# Grow Cabinet



## masterblaster26 (Jan 27, 2008)

So i was thinkin about maybe tryin to grow and was thinkin about gettin a cabinet and gutting it and starting in there. I was wondering if anyone grows in a cabinet. also i found thise cabinet, http://www.ikea.com/us/en/catalog/products/14903207 
and wasnt sure if it would be big enough for a plant or 2. i wasnt sure if a depth of 20 in is good enough.


----------



## Kupunakane (Jan 27, 2008)

Yo Ho Blaster26,
  You posted in the correct forum, you only need to look through the post there, http://www.marijuanapassion.com/forum/forumdisplay.php?f=16

   If you get stuck on a problem, or need to ask then feel free to ask us. Many of us have built growboxes, and I have just finished my own so whatever we can do to help just ask. 
  In case you think your question might sound goofy, fear not I hold that title.
smoke in peace
KingKahuuna


----------



## masterblaster26 (Jan 29, 2008)

I was wondering about that box i linked above. what do you think?


----------



## umbra (Jan 29, 2008)

Size of the box is fine. couple of plants will be ok. not too sure about the doors and light infiltration. It may need some mods for venting.


----------



## octobong007 (Jan 29, 2008)

umbra said:
			
		

> Size of the box is fine. couple of plants will be ok. not too sure about the doors and light infiltration. It may need some mods for venting.

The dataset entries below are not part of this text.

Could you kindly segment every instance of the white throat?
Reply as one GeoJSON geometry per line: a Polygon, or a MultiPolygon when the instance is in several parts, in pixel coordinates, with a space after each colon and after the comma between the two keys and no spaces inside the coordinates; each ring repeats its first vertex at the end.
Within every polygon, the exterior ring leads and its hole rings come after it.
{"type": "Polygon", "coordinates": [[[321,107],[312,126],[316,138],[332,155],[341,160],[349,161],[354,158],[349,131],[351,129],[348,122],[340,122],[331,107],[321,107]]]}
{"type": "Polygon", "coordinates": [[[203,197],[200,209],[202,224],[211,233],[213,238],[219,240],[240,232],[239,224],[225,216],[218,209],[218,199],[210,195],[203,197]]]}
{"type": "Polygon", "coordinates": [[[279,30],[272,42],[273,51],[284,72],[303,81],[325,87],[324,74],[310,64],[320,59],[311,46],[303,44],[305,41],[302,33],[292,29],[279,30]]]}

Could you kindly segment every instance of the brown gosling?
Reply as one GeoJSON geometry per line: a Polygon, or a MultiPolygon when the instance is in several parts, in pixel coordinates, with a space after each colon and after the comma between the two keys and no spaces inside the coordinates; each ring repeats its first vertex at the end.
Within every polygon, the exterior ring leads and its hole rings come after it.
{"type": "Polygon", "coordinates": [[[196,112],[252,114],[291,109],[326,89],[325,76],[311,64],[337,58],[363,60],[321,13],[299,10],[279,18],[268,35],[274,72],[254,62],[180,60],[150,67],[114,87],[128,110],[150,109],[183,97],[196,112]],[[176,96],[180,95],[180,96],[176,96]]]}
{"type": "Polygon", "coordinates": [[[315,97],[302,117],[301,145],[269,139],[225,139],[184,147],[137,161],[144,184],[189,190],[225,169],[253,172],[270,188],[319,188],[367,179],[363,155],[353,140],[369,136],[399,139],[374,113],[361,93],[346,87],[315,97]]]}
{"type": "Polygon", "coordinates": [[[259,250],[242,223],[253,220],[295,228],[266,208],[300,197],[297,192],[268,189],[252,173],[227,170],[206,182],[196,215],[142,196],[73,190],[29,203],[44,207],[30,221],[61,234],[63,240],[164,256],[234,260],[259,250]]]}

a top and bottom hole for small fans and venting should be ok, but umbra hit it, your want to black out those windows in the doors.  looks like a cool stealth box.


----------



## masterblaster26 (Jan 29, 2008)

yea i was thinking if i did go about getting it i would cover the windows with some mylar or something reflective. and yea would definitly vent it somehow


----------



## mal_crane (Feb 3, 2008)

Looks like a great stealth grow and I'm sure you'll do great minus the windows, but why spend so much money for it. With the money that cabinet would cost, you can build your own, buy the growing materials, and order seedbank seeds. What type of lighting will you be using?


----------